L'Union Fraternelle des Anciens Combattants !
Tout simplement.
Ses membres, qui se réunissaient en assemblée générale une fois l'an, tenaient surtout, ce jour-là, à se mettre en règle de cotisation qui s'élevait à l'époque à 10 francs belges.
Lors de ces réunions, après la minute de silence pour les défunts, le comité que présidait feu Emile Van Ruymbeke puis Jules Lalau, informait l'assemblée de la situation de la trésorerie, des décisions prises à l'échelon national et des activités futures le l'association,. Celles-ci se composaient essentiellement d'un voyage d'un jour, d'un banquet à l'Hostellerie de la Place, et d'un concours de... 421. On y procédait aussi à la nomination des nouveaux porte-drapeaux en remplacement des empêchés et des décédés.

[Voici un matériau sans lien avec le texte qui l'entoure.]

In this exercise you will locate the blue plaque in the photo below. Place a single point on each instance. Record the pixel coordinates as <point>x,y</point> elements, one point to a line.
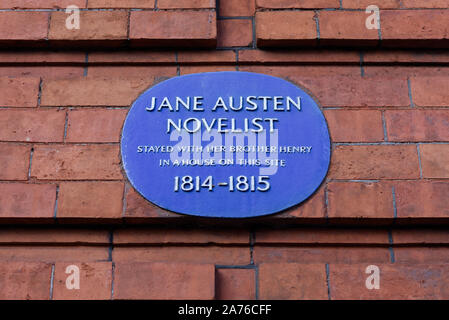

En quoi le groupement pouvait être utile pour ses membres ? Le comité se chargeait de l'attribution des distinctions honorifiques, des formalités administratives pour l'obtention de pension d'invalidité de guerre, de cartes de réduction sur les chemins de fer, etc
Un point mérite d'être souligné : les veuves de membres anciens combattants devenaient systématiquement membres et pouvaient profiter de toutes les activités de la société. Normal, non ?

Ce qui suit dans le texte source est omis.